The Steve Bruce era at Aston Villa came to an abrupt if not surprising end after 102 games, and just as it was for Roberto Di Matteo, Preston North End was Bruce’s ostensible undoing. There’s a lot that’s been said, but it won’t stop me sharing a thought or two.
Thank you, Steve
First, I do want to give Bruce thanks. Not just because it’s polite, but because he did do good things for the club. He offered some stability. We saw some fight at times, and a transition away from the dark days of our drawn-out fall from grace.
Further, Bruce was willing to stand by the club during the summer’s turmoil and uncertainty. He soldiered on through the death of his parents. He got us one win away from a return to the promised land.
But in the end, it wasn’t enough. So go on, Steve, relax a bit. You deserve a rest and some time away from the pressure and the spotlight. It wasn’t an easy ask, we know that, and the club is better off than when you took over.
Fruit and Veg
For the record, I certainly don’t condone throwing vegetables (except in the case of Donald Trump or bucolic festivals). The most famous cabbage in the football world was obviously launched with malice aforethought by a man at the end of his rope, which excuses nothing, but just as obviously summed up the frustrations of many. It was tragic and comic at the same time. Which simply made it thoroughly modern Villa.
Kidding aside, Bruce didn’t deserve that, and it obviously didn’t reflect well on Villa. Is it a modern affliction? Well, I’ve watched a lot of vintage films where tomatoes being hurled at poor stage acts was standard practice. Depending on what sort of music you like, you may well have seen bottles being thrown at the band, both empty and full.

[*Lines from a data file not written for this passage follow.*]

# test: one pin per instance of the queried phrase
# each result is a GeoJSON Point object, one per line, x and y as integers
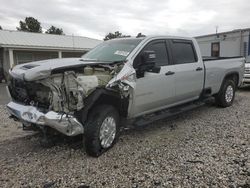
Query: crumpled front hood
{"type": "Point", "coordinates": [42, 69]}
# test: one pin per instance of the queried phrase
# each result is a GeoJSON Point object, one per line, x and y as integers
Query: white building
{"type": "Point", "coordinates": [226, 44]}
{"type": "Point", "coordinates": [21, 47]}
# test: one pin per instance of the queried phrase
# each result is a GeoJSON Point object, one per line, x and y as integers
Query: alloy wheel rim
{"type": "Point", "coordinates": [107, 132]}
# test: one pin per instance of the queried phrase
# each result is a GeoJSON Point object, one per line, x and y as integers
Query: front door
{"type": "Point", "coordinates": [189, 71]}
{"type": "Point", "coordinates": [155, 90]}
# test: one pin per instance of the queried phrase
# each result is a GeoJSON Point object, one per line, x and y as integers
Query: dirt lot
{"type": "Point", "coordinates": [206, 147]}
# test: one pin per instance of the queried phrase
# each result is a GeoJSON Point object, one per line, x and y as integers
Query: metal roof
{"type": "Point", "coordinates": [233, 31]}
{"type": "Point", "coordinates": [20, 39]}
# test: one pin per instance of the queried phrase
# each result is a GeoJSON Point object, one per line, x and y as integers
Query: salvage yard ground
{"type": "Point", "coordinates": [208, 146]}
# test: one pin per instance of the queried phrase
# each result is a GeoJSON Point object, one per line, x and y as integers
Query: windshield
{"type": "Point", "coordinates": [112, 50]}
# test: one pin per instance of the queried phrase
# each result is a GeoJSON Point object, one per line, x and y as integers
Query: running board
{"type": "Point", "coordinates": [163, 114]}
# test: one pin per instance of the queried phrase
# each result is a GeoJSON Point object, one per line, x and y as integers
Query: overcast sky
{"type": "Point", "coordinates": [95, 18]}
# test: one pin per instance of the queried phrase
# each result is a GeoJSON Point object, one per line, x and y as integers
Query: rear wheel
{"type": "Point", "coordinates": [102, 130]}
{"type": "Point", "coordinates": [226, 95]}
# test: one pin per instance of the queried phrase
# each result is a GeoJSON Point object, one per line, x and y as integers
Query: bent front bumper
{"type": "Point", "coordinates": [66, 124]}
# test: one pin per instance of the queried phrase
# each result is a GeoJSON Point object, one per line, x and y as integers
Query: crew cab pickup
{"type": "Point", "coordinates": [121, 82]}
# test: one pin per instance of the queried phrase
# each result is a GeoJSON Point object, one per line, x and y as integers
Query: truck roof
{"type": "Point", "coordinates": [156, 37]}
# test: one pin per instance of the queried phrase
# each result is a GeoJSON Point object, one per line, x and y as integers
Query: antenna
{"type": "Point", "coordinates": [216, 29]}
{"type": "Point", "coordinates": [73, 41]}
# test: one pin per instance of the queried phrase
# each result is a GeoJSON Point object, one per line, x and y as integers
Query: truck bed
{"type": "Point", "coordinates": [217, 68]}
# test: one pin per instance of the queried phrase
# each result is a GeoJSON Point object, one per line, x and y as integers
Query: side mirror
{"type": "Point", "coordinates": [148, 61]}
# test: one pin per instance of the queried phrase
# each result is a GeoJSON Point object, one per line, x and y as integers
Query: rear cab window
{"type": "Point", "coordinates": [183, 52]}
{"type": "Point", "coordinates": [161, 53]}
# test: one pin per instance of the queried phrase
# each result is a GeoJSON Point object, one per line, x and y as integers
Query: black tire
{"type": "Point", "coordinates": [220, 98]}
{"type": "Point", "coordinates": [92, 128]}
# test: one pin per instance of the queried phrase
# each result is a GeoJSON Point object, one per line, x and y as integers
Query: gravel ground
{"type": "Point", "coordinates": [206, 147]}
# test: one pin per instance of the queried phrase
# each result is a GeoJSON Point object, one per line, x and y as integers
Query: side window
{"type": "Point", "coordinates": [183, 52]}
{"type": "Point", "coordinates": [159, 47]}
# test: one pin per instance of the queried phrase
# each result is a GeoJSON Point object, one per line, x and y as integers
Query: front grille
{"type": "Point", "coordinates": [29, 93]}
{"type": "Point", "coordinates": [18, 90]}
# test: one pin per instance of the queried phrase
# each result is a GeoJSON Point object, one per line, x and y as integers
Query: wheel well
{"type": "Point", "coordinates": [233, 76]}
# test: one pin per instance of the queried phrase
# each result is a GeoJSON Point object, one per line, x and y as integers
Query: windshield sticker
{"type": "Point", "coordinates": [122, 53]}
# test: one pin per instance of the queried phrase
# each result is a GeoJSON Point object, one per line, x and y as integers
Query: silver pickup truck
{"type": "Point", "coordinates": [246, 78]}
{"type": "Point", "coordinates": [121, 82]}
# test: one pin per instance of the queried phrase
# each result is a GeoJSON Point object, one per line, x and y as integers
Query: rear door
{"type": "Point", "coordinates": [155, 90]}
{"type": "Point", "coordinates": [189, 71]}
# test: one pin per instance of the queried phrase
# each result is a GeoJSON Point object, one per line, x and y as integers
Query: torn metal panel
{"type": "Point", "coordinates": [126, 75]}
{"type": "Point", "coordinates": [66, 124]}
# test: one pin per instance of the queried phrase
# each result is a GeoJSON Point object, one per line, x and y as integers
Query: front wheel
{"type": "Point", "coordinates": [226, 95]}
{"type": "Point", "coordinates": [101, 130]}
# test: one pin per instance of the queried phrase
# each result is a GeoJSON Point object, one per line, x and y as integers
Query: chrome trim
{"type": "Point", "coordinates": [64, 123]}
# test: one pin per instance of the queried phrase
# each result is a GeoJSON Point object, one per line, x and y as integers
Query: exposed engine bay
{"type": "Point", "coordinates": [65, 90]}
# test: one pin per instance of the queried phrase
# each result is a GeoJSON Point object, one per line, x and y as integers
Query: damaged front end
{"type": "Point", "coordinates": [55, 96]}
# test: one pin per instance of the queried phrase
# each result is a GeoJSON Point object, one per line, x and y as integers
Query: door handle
{"type": "Point", "coordinates": [169, 73]}
{"type": "Point", "coordinates": [199, 69]}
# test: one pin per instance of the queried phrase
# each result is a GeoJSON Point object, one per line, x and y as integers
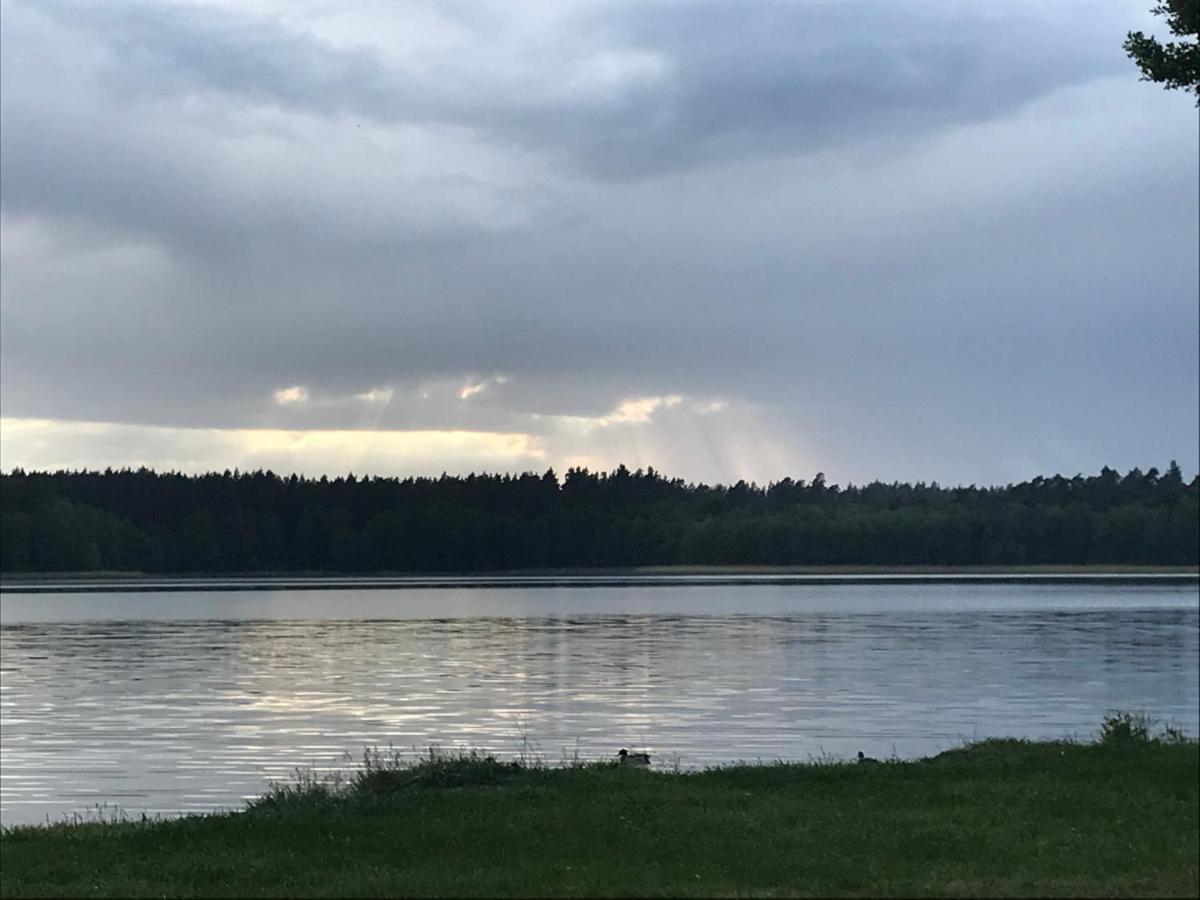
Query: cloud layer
{"type": "Point", "coordinates": [930, 240]}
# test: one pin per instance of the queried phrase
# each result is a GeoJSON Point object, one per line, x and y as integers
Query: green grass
{"type": "Point", "coordinates": [999, 817]}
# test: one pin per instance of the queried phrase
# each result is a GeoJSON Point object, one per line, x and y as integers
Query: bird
{"type": "Point", "coordinates": [628, 759]}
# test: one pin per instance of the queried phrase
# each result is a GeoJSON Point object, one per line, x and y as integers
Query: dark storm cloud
{"type": "Point", "coordinates": [671, 84]}
{"type": "Point", "coordinates": [933, 240]}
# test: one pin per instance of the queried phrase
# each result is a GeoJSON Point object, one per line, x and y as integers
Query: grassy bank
{"type": "Point", "coordinates": [1000, 817]}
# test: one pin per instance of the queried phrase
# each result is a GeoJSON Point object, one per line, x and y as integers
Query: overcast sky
{"type": "Point", "coordinates": [936, 240]}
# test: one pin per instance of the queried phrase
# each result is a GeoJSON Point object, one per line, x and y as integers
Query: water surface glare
{"type": "Point", "coordinates": [190, 700]}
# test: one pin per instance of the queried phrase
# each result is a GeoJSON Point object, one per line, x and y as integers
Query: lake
{"type": "Point", "coordinates": [173, 699]}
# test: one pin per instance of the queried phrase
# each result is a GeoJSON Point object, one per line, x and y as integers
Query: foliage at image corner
{"type": "Point", "coordinates": [1174, 64]}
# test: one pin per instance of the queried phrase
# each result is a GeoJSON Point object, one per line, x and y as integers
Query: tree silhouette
{"type": "Point", "coordinates": [1175, 65]}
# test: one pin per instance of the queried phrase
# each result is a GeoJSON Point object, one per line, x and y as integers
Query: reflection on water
{"type": "Point", "coordinates": [172, 715]}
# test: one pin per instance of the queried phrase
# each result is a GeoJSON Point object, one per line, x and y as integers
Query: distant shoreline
{"type": "Point", "coordinates": [648, 576]}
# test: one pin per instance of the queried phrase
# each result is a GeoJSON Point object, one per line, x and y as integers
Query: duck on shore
{"type": "Point", "coordinates": [628, 759]}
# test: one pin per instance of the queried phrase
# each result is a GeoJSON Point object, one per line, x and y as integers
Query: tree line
{"type": "Point", "coordinates": [258, 521]}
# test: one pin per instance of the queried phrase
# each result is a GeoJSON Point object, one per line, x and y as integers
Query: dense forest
{"type": "Point", "coordinates": [258, 521]}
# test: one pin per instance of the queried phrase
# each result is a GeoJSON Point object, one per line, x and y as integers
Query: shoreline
{"type": "Point", "coordinates": [996, 817]}
{"type": "Point", "coordinates": [646, 576]}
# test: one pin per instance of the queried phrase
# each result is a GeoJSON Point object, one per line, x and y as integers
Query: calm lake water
{"type": "Point", "coordinates": [166, 702]}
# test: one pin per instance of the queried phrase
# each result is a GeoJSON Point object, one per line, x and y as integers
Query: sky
{"type": "Point", "coordinates": [923, 240]}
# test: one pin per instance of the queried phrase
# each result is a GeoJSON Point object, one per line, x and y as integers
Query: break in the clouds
{"type": "Point", "coordinates": [922, 240]}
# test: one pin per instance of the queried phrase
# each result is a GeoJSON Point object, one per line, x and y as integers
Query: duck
{"type": "Point", "coordinates": [628, 759]}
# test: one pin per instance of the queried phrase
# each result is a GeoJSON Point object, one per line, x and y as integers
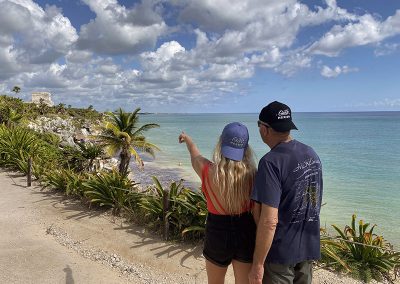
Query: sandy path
{"type": "Point", "coordinates": [29, 255]}
{"type": "Point", "coordinates": [48, 238]}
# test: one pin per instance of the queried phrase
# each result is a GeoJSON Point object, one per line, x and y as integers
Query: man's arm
{"type": "Point", "coordinates": [256, 211]}
{"type": "Point", "coordinates": [265, 234]}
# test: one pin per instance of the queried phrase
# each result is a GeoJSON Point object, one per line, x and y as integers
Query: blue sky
{"type": "Point", "coordinates": [204, 56]}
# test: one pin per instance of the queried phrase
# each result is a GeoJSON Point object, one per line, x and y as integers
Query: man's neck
{"type": "Point", "coordinates": [280, 140]}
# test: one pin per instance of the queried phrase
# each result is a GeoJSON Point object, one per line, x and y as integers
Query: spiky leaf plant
{"type": "Point", "coordinates": [110, 189]}
{"type": "Point", "coordinates": [360, 252]}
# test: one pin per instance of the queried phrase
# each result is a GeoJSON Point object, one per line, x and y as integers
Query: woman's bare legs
{"type": "Point", "coordinates": [241, 271]}
{"type": "Point", "coordinates": [215, 273]}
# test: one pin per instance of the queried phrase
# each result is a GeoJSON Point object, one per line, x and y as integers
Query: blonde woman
{"type": "Point", "coordinates": [227, 181]}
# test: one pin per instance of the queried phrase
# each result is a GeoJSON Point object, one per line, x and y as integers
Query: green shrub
{"type": "Point", "coordinates": [65, 180]}
{"type": "Point", "coordinates": [360, 252]}
{"type": "Point", "coordinates": [187, 209]}
{"type": "Point", "coordinates": [17, 144]}
{"type": "Point", "coordinates": [110, 189]}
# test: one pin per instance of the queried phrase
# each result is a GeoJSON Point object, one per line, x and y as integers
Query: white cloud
{"type": "Point", "coordinates": [228, 42]}
{"type": "Point", "coordinates": [118, 30]}
{"type": "Point", "coordinates": [386, 49]}
{"type": "Point", "coordinates": [365, 30]}
{"type": "Point", "coordinates": [336, 71]}
{"type": "Point", "coordinates": [386, 103]}
{"type": "Point", "coordinates": [31, 36]}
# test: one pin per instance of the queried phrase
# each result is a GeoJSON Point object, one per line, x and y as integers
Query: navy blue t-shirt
{"type": "Point", "coordinates": [289, 178]}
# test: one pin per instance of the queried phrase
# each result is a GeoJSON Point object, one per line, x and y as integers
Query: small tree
{"type": "Point", "coordinates": [16, 89]}
{"type": "Point", "coordinates": [122, 134]}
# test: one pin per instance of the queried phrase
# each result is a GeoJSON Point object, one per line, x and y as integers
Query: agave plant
{"type": "Point", "coordinates": [90, 152]}
{"type": "Point", "coordinates": [360, 252]}
{"type": "Point", "coordinates": [18, 144]}
{"type": "Point", "coordinates": [110, 189]}
{"type": "Point", "coordinates": [65, 180]}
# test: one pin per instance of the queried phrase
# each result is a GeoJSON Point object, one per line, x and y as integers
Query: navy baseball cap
{"type": "Point", "coordinates": [234, 141]}
{"type": "Point", "coordinates": [278, 116]}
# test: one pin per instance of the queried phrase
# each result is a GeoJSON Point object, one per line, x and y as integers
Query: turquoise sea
{"type": "Point", "coordinates": [360, 152]}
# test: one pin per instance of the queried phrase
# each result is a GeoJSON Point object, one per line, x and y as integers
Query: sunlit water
{"type": "Point", "coordinates": [360, 153]}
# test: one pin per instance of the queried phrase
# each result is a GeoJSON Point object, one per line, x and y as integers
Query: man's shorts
{"type": "Point", "coordinates": [229, 237]}
{"type": "Point", "coordinates": [300, 273]}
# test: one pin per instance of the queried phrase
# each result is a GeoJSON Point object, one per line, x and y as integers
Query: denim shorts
{"type": "Point", "coordinates": [229, 237]}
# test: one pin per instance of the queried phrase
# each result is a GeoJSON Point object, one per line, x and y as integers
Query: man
{"type": "Point", "coordinates": [287, 194]}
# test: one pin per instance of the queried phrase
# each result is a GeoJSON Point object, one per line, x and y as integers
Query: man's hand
{"type": "Point", "coordinates": [256, 274]}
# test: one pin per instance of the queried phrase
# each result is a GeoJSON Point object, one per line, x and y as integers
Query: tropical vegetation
{"type": "Point", "coordinates": [360, 252]}
{"type": "Point", "coordinates": [355, 250]}
{"type": "Point", "coordinates": [122, 134]}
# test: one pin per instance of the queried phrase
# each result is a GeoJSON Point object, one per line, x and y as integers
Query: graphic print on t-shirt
{"type": "Point", "coordinates": [308, 190]}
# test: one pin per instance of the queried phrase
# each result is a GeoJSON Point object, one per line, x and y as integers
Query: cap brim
{"type": "Point", "coordinates": [283, 126]}
{"type": "Point", "coordinates": [232, 153]}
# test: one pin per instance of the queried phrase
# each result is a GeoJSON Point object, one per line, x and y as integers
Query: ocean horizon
{"type": "Point", "coordinates": [360, 154]}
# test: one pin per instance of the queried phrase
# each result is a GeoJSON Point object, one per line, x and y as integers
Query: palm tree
{"type": "Point", "coordinates": [16, 89]}
{"type": "Point", "coordinates": [122, 134]}
{"type": "Point", "coordinates": [90, 152]}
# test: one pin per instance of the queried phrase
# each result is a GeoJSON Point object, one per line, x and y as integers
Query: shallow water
{"type": "Point", "coordinates": [360, 153]}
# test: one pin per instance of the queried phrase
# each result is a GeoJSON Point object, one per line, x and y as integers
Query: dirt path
{"type": "Point", "coordinates": [48, 238]}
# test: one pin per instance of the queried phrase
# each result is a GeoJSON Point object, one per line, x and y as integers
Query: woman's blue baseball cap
{"type": "Point", "coordinates": [234, 141]}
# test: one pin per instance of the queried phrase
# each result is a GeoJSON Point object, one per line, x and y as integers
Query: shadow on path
{"type": "Point", "coordinates": [69, 279]}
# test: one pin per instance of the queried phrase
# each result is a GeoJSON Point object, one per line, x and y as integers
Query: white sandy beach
{"type": "Point", "coordinates": [49, 238]}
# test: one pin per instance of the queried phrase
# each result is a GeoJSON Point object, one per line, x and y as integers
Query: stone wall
{"type": "Point", "coordinates": [37, 96]}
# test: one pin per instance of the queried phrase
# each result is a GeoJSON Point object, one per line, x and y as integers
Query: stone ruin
{"type": "Point", "coordinates": [45, 96]}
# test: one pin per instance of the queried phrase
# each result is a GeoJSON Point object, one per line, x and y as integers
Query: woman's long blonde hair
{"type": "Point", "coordinates": [234, 179]}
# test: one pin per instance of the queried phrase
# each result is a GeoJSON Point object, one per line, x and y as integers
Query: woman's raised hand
{"type": "Point", "coordinates": [182, 137]}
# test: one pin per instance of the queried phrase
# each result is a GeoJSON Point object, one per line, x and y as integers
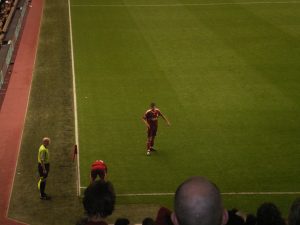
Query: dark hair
{"type": "Point", "coordinates": [99, 199]}
{"type": "Point", "coordinates": [148, 221]}
{"type": "Point", "coordinates": [269, 214]}
{"type": "Point", "coordinates": [122, 221]}
{"type": "Point", "coordinates": [294, 215]}
{"type": "Point", "coordinates": [198, 202]}
{"type": "Point", "coordinates": [250, 220]}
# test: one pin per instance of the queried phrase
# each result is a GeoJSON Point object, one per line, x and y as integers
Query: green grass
{"type": "Point", "coordinates": [225, 75]}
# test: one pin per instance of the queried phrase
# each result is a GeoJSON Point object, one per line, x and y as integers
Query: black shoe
{"type": "Point", "coordinates": [45, 197]}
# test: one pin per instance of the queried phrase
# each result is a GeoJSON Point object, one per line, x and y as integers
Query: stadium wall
{"type": "Point", "coordinates": [11, 38]}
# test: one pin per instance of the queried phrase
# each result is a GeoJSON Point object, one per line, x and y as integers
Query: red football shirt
{"type": "Point", "coordinates": [151, 116]}
{"type": "Point", "coordinates": [99, 165]}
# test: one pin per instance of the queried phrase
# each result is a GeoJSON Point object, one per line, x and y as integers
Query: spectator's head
{"type": "Point", "coordinates": [122, 221]}
{"type": "Point", "coordinates": [269, 214]}
{"type": "Point", "coordinates": [198, 202]}
{"type": "Point", "coordinates": [99, 199]}
{"type": "Point", "coordinates": [148, 221]}
{"type": "Point", "coordinates": [250, 220]}
{"type": "Point", "coordinates": [294, 215]}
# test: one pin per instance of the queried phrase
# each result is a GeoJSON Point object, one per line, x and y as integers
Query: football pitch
{"type": "Point", "coordinates": [225, 73]}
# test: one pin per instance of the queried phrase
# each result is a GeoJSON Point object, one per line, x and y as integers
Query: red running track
{"type": "Point", "coordinates": [14, 107]}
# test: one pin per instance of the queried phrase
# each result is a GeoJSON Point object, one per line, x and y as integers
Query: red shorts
{"type": "Point", "coordinates": [152, 131]}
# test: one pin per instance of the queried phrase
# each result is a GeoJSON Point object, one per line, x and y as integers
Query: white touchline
{"type": "Point", "coordinates": [74, 99]}
{"type": "Point", "coordinates": [189, 4]}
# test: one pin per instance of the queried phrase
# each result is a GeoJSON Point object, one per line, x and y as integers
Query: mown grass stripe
{"type": "Point", "coordinates": [185, 4]}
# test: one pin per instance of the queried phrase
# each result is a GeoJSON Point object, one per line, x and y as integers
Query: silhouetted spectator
{"type": "Point", "coordinates": [250, 220]}
{"type": "Point", "coordinates": [294, 215]}
{"type": "Point", "coordinates": [163, 217]}
{"type": "Point", "coordinates": [198, 202]}
{"type": "Point", "coordinates": [234, 218]}
{"type": "Point", "coordinates": [98, 202]}
{"type": "Point", "coordinates": [269, 214]}
{"type": "Point", "coordinates": [122, 221]}
{"type": "Point", "coordinates": [148, 221]}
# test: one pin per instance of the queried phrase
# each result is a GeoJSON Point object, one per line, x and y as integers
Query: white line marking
{"type": "Point", "coordinates": [188, 4]}
{"type": "Point", "coordinates": [74, 99]}
{"type": "Point", "coordinates": [224, 193]}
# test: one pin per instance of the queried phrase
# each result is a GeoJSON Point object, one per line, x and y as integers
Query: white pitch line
{"type": "Point", "coordinates": [189, 4]}
{"type": "Point", "coordinates": [74, 99]}
{"type": "Point", "coordinates": [224, 193]}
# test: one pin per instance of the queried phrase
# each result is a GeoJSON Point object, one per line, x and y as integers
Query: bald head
{"type": "Point", "coordinates": [198, 202]}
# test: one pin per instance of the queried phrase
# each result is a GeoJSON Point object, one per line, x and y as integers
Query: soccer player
{"type": "Point", "coordinates": [150, 118]}
{"type": "Point", "coordinates": [98, 168]}
{"type": "Point", "coordinates": [43, 167]}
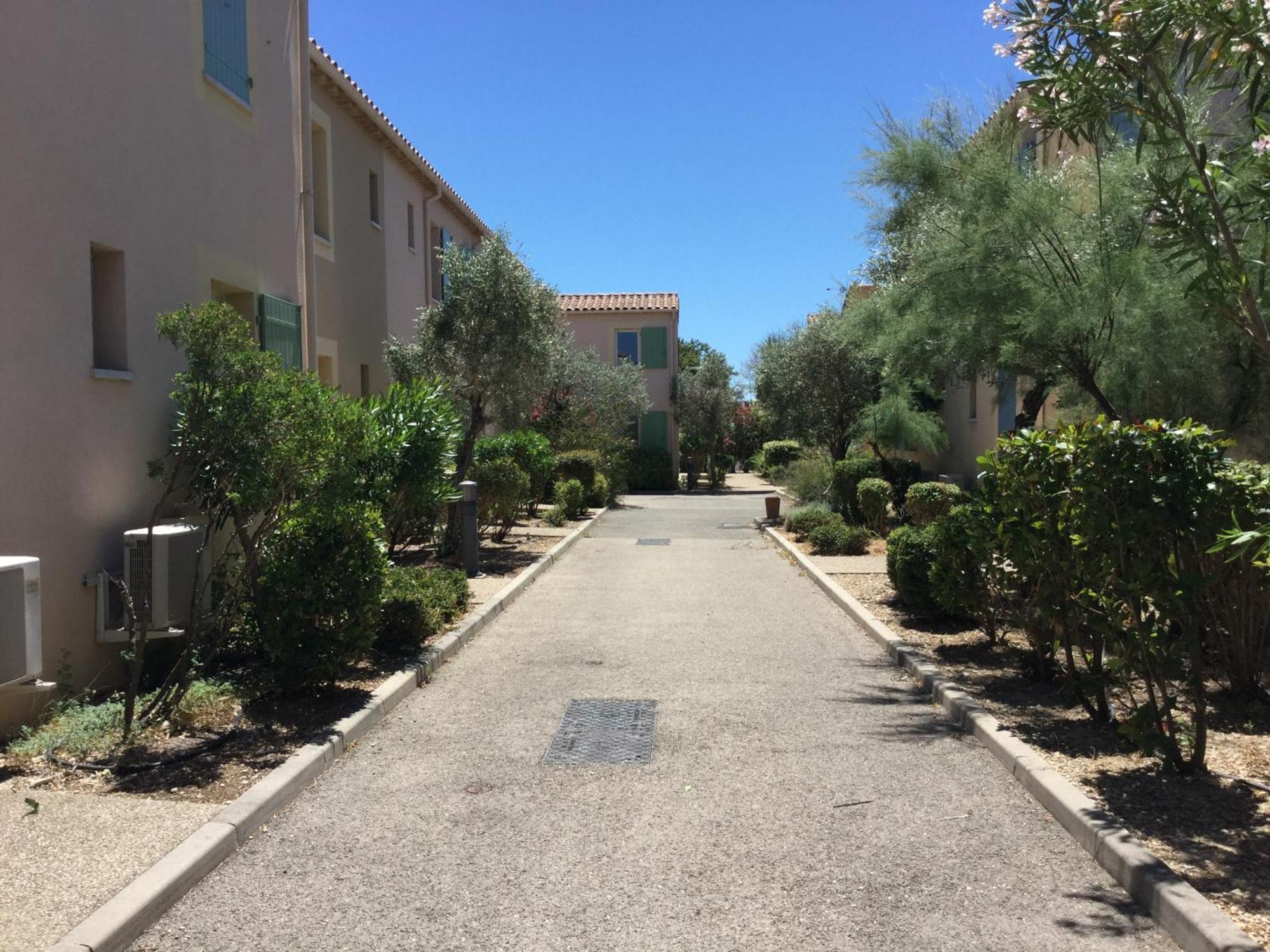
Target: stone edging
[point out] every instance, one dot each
(137, 907)
(1193, 922)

This brings us to ‘supporter power’. Bruce largely seems to believe that a small but vocal minority of the supporters were his downfall. I don’t think that’s true. Or, I should say, I don’t think he’s right. He believes what believes. What I believe is that those who aren’t happy with Villa’s play, position in the table, Randy Lerner’s or Tony Xia’s tenures, or whatever else are not some small subset of irrational bullies.
There are always blowhards. There are always those whose glasses are half-empty, those who are shortsighted, those whose default response to anything is to get angry and call people names. And if it’s true that Calderwood was responding to something truly appalling being said to Bruce? Well, he had every right, and it’s that “supporter” who should be banned. Shame he didn’t get a beating. But that’s the true minority. It’s that way in our regular lives, too.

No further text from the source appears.